Que tous ces braves Français qui, bien au chaud dans leurs certitudes, trouvent normal que l’on rafle des familles de Roms et qu’on les déporte, ailleurs en Europe, essaient de se mettre un instant à leur place. Ces gens-là avaient peut-être une caravane, une automobile, l’une comme l’autre pas nécessairement volées, ou bien quelque abri de fortune, précaire, mais malgré tout un chez soi. Leurs enfants étaient éventuellement scolarisés, ils avaient peut-être eux-mêmes des moyens de subsistance, pas obligatoirement le vol ou la mendicité et d’un seul coup, brutalement, on leur arrache leurs maigres biens et on les expédie en Roumanie, d’où ils viennent sans doute, mais peut-être d’un autre endroit que celui où les déposera et ou pas grand’ chose ne les attend.
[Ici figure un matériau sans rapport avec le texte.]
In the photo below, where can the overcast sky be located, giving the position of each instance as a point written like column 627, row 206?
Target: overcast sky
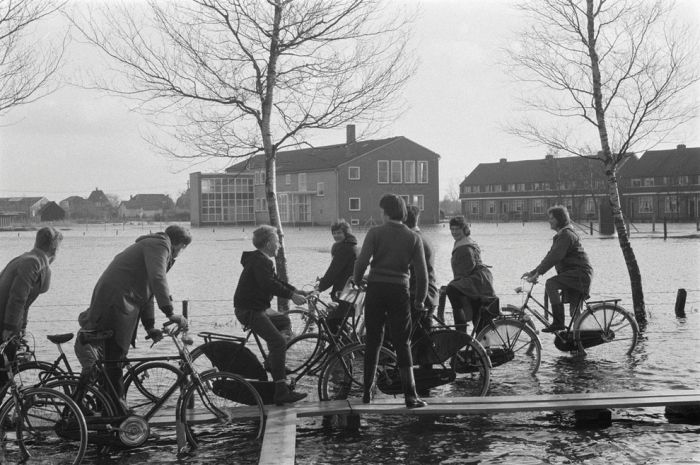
column 75, row 140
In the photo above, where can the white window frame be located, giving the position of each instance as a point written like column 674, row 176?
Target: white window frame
column 379, row 171
column 409, row 171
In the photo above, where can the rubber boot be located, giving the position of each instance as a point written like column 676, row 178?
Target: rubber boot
column 409, row 389
column 284, row 395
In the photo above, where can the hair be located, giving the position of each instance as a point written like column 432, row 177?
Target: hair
column 341, row 225
column 178, row 235
column 393, row 206
column 561, row 214
column 412, row 214
column 263, row 235
column 48, row 239
column 458, row 221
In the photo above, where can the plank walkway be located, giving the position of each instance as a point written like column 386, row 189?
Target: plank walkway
column 280, row 428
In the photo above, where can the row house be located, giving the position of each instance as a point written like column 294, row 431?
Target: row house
column 316, row 186
column 659, row 184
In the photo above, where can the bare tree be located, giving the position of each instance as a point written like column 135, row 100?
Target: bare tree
column 25, row 68
column 245, row 77
column 613, row 74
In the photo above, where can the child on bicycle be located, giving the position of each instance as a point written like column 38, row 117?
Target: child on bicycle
column 574, row 271
column 257, row 285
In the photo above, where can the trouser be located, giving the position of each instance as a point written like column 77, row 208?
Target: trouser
column 269, row 325
column 387, row 301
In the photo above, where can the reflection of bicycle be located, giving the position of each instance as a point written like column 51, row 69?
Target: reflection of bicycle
column 38, row 422
column 600, row 330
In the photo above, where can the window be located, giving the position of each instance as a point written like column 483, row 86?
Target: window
column 422, row 172
column 409, row 172
column 383, row 172
column 396, row 172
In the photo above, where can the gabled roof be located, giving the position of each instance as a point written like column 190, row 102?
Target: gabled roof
column 317, row 158
column 148, row 202
column 548, row 169
column 673, row 162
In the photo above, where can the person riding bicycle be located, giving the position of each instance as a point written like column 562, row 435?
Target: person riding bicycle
column 123, row 295
column 257, row 285
column 574, row 271
column 23, row 279
column 344, row 253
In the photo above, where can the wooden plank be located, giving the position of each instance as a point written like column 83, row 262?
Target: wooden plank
column 279, row 442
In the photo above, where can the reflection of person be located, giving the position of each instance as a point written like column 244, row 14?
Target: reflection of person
column 124, row 294
column 344, row 253
column 257, row 285
column 472, row 281
column 574, row 271
column 421, row 336
column 392, row 248
column 21, row 282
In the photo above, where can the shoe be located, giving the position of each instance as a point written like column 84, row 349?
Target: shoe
column 553, row 329
column 415, row 402
column 284, row 395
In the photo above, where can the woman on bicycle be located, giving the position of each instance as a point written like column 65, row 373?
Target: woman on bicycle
column 257, row 285
column 473, row 281
column 574, row 271
column 343, row 253
column 392, row 248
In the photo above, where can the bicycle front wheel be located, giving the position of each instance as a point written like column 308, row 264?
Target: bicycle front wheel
column 148, row 383
column 46, row 424
column 513, row 344
column 606, row 332
column 220, row 407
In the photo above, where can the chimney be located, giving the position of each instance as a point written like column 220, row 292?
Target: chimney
column 350, row 134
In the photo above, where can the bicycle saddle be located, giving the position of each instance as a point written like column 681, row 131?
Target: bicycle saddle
column 60, row 338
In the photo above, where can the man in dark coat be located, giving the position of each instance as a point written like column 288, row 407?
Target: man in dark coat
column 21, row 282
column 124, row 294
column 574, row 271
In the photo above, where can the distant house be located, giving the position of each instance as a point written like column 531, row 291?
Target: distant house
column 21, row 209
column 321, row 184
column 52, row 212
column 147, row 206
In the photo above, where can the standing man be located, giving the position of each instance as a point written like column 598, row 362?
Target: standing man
column 124, row 294
column 571, row 262
column 21, row 282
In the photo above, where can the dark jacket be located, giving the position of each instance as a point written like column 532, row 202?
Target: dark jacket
column 344, row 254
column 21, row 282
column 258, row 283
column 125, row 291
column 566, row 254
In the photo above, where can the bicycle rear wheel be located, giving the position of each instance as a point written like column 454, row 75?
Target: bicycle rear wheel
column 343, row 375
column 606, row 332
column 513, row 344
column 220, row 407
column 47, row 424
Lorsque l’on parle de régularisation, les autorités protestent avec énergie : pas de régularisation de masse, on traitera au cas par cas. Inexplicablement, en matière de déportation, on procède à l’inverse. Comme dans la quasi-totalité des groupes humains, on trouve des délinquants. On raconte qu’il y en a plus parmi les Roms mais je ne vois pas sur quels chiffres on peut s’appuyer pour le prouver. On peut comprendre que des misérables cèdent à la tentation du vol mais de multiples affaires récentes démontrent que les plus fortunés ne répugnent pas non plus à des actions délictueuses et pour des montants bien plus conséquents. Et pour ceux-ci, la présomption d’innocence n’est pas un vain mot. Rien de tel avec les Roms. On nous affirme que tout cela est tout à fait légal. C’est faux parce qu’il s’agit d’opérations de masse : on rafle et on expédie tout ce que l’on récolte. Bien sûr, sur la base du volontariat ! Lorsqu’il y a un tel déséquilibre entre les parties en présence, il ne saurait y avoir de volontariat réel.
Il se peut que le bipède qui introduisait ce récit, si prompt à s’accommoder du déplacement d’autrui, n’a, comme nombre de Français, jamais connu le moindre déménagement. Si l’on parvient à l’identifier, je suggère qu’on le déporte sans plus attendre dans quelque autre pays membre de l’Union européenne, en Finlande par exemple. Peut-être prendra-t-il conscience de son inhumanité.